Generación prometedora

Estoy convencido de que futbolísticamente estamos ante una generación muy valiosa.

Hace poco nos ilusionábamos con una generación nueva de futbolistas mexicanos. Esa camada campeona del mundo en Perú 2005, encabezada por Giovani dos Santos y Carlos Vela.

Viendo en aquel entonces el potencial de ambos jugadores pensábamos que difícilmente nos encontraríamos tan pronto con otra generación así de brillante.

Estamos en 2011 y acabamos de ver una Selección Mexicana Sub 20 que, por medio de su actuación en el Premundial de la especialidad, me dejó una sensación de un futuro prometedor.

Jugadores muy bien trabajados física y futbolísticamente.

En el despliegue en conjunto de este Tricolor me llamó la atención el atrevimiento de la mayoría para sacar disparos de media y larga distancia, no puedo dejar de destacarlo y sobre todo la personalidad de la mayoría para encarar y superar al mismo tiempo un torneo tan importante.

Son jóvenes, pero que al mismo tiempo tienen ya un roce con el profesionalismo. Los que llevan ya minutos recorridos en la Primera División marcaron una diferencia abismal con el resto, a los demás se les ven argumentos suficientes para hacerlo a la brevedad.

Fueron infinitamente superiores a sus rivales, pienso que les falta pulir uno que otro detalle, pero tienen todavía tiempo suficiente como para alcanzar un nivel importante y llegar a la Copa del Mundo con una preparación que imponga.

El planteamiento utilizado por Juan Carlos Chávez fue bien entendido por los jugadores que respondieron con disciplina e inteligencia táctica.

Una línea de tres al fondo, con presencia física atractiva. Kristian Álvarez, Diego Reyes y Néstor Araujo mostraron confianza y seguridad en la zona baja del Tricolor.

Por medio de los dos laterales se ganó mucha profundidad. Villalobos por derecha y Orrantia por Izquierda. Por cierto, a este jugador habrá que darle un seguimiento especial, ya que desde mi punto de vista tiene condiciones interesantes como para ser un futbolista muy completo en nuestro país.

La zona de recuperación le dio mucha solidez al mediocampo mexicano. Diego de Buen y el Chatón Enríquez tuvieron siempre la facilidad para ganar balones y a la vez crear desde esa zona.

Bien abiertos, pero siempre acompañando al eje de ataque, Ulises Dávila y Alan Pulido le daban mucha profundidad al equipo. Guarch, como referente de ataque, siempre con movilidad y presencia de área, ayudó mucho en esa zona.
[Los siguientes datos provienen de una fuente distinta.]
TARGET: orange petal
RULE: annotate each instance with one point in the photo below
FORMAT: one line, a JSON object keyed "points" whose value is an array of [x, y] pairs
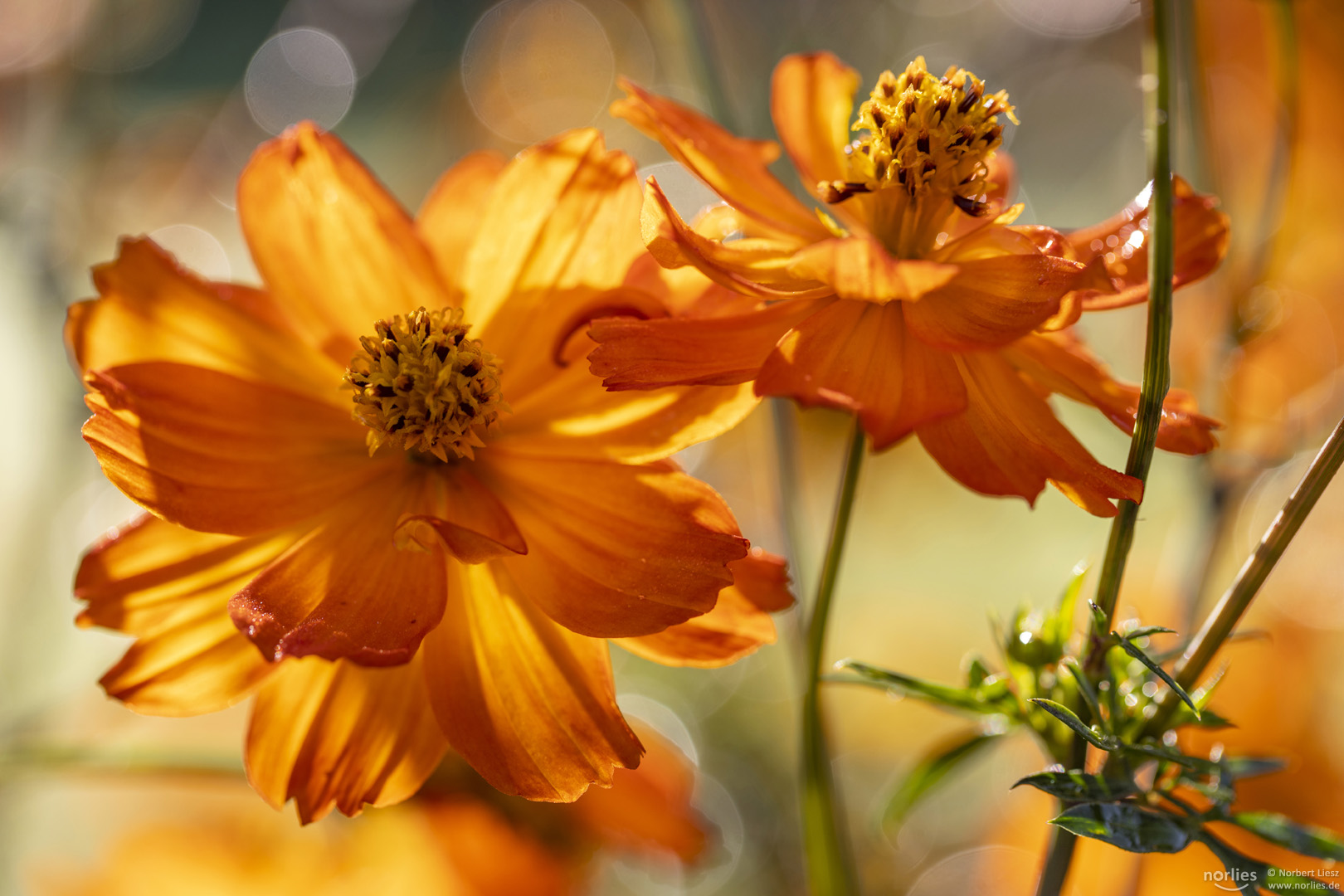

Me gustó esta selección por su estilo de juego bien definido y su contundencia, una debilidad mostrada por nuestra selección en todas sus categorías.

Potencial al cubo

Sin haber estado en este grupo, por las razones que ya conocemos, no puedo dejar de hablar de otro joven que nos da la esperanza de saber que hay potencial humano para competir el día de mañana.

Me refiero a Érik Torres, el famoso Cubo demostró en el clásico todas las condiciones que tiene. Mucha movilidad, buen remate de cabeza, disparo de balón aceptable y olfato goleador.

Estoy convencido de que futbolísticamente estamos ante una generación muy valiosa. Ahora sólo falta que los equipos responsables se encarguen de ellos, no sólo en el tema deportivo sino también en lo mental.

De cumplir con todas estas funciones, les puedo decir que el día de mañana nos encontraremos con estos jóvenes convertidos en futbolistas profesionales hechos y derechos.